For much of the last four years, policing and surveillance often have dominated the headlines. In June of 2013, Edward Snowden shook the country with news that the government was conducting widespread surveillance of all of us. In August of 2014, the shooting of Michael Brown kicked off widespread protests in Ferguson, Missouri – protests which continued around the country after one officer-involved shooting following another. At the same time, “proactive” policing tactics like stop-and-frisk have been hotly-debated, and secret surveillance continues to be an issue, such as the use by law enforcement of Stingray cell-tracking devices. Most recently, the Trump Administration has threatened to send federal agents into Chicago to stop gun violence there, and has sought to enlist local police officers in immigration enforcement. Each of these may seem to be its own, separate problem, but in his talk, Barry Friedman will explain that they are all related – by a failure to engage in democratic policing. He also will discuss the work being done by the Policing Project at NYU Law to change things.

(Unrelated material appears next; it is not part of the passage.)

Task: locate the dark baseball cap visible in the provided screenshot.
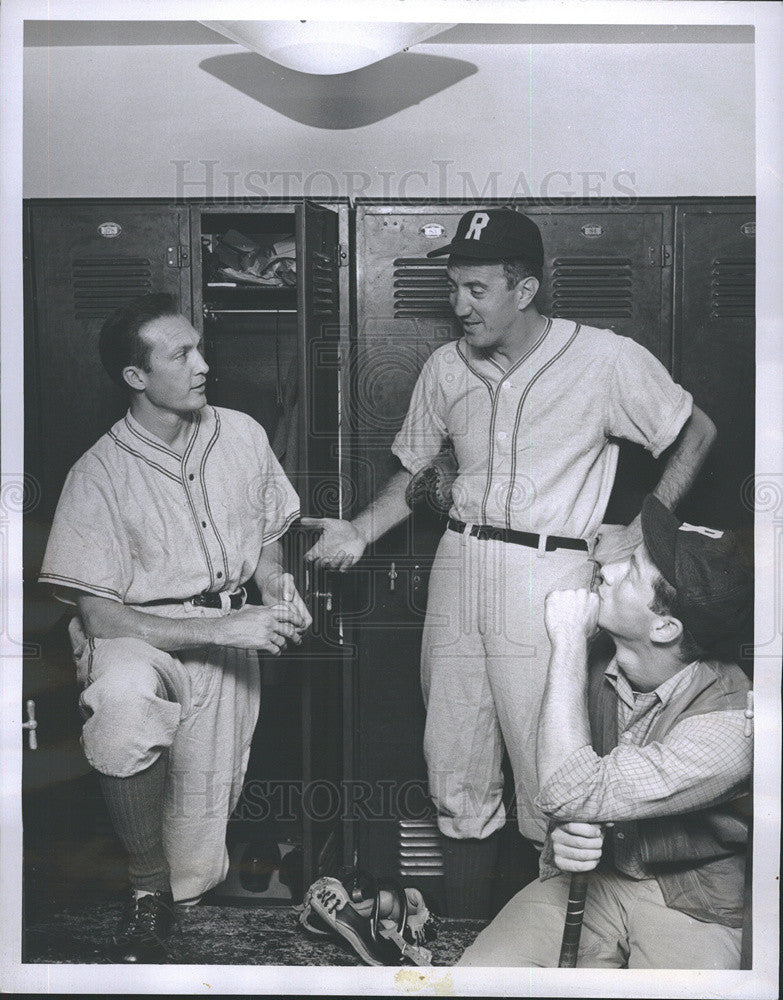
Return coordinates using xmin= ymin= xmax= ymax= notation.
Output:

This event is free and open to the public and is made possible by the Victor S. Johnson Lecture which features a distinguished speaker who addresses a certain aspect of the law and its relation to public policy. The lecture is endowed by Victor S. (Torry) Johnson III '74 in honor of his grandfather. Lunch will be served.
Visitors should park in the Terrace Place Garage, spaces 41-92, at the corner of 21st Ave. South and Terrace Place, or the Wesley Place Garage, spaces 52-170, at the corner of 21st Ave. South and Scarritt Place. Parking costs range from $4.00 to $12.00 at these garages. Both are within walking distance of the law school.